Previous studies have revealed seasonal changes on the ground. As the planet warms up, animal migrations have shifted – birds are flying south and flowers are blooming earlier and earlier. Patterns of sea ice have changed, and hurricane and forest fire seasons have lengthened.
For the new study, scientists set out to find similar changes several kilometers above the surface of the Earth. Their effort, which included badysis of satellite temperature data collected between 1979 and 2016, marked the first time that scientists detected seasonal changes in the atmosphere.
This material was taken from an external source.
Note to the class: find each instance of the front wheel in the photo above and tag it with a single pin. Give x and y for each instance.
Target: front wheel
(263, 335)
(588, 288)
According to their calculations, detailed this week in the journal Science, the changes being the product of natural variation – as opposed to anthropogenic climate change – is about five in a million.
"In the biological world, many people have sought and found these changes, so we decided to take a look at the satellite data," said Benjamin Santer, a scientist with Lawrence Livermore National Laboratory in California. "What we see is a profound proof of the human impact on the climate, not only in annual temperatures but also in the seasonal cycle."
Scientists have used computer models to simulate thousands of years of climate change. with and without increasing greenhouse gas emissions. The researchers then compared simulation predictions with satellite temperature data collected after 1979.
Satellite data was very similar to simulation predictions that included increasing greenhouse gas emissions. The most striking difference was found among the satellite data recorded above the land mbades. Scientists have discovered that the difference between summer and winter temperatures has increased on average by 0.4 degrees Celsius over the last four decades.
"The Changing Seasonal Cycle Provides Powerful and New Evidence of a Significant Human Effect on the Earth's Climate" Press Release
More than anything, the results confirm what climate scientists already knew. But Santer hopes the results will hold skeptics out of the climate that climate change evidence is too dependent on ground measurements.
"I do not think it solves a major problem in atmospheric science, nor does it change anything about the climate system," said Dessler. "But it provides even more evidence that humans are altering the climate."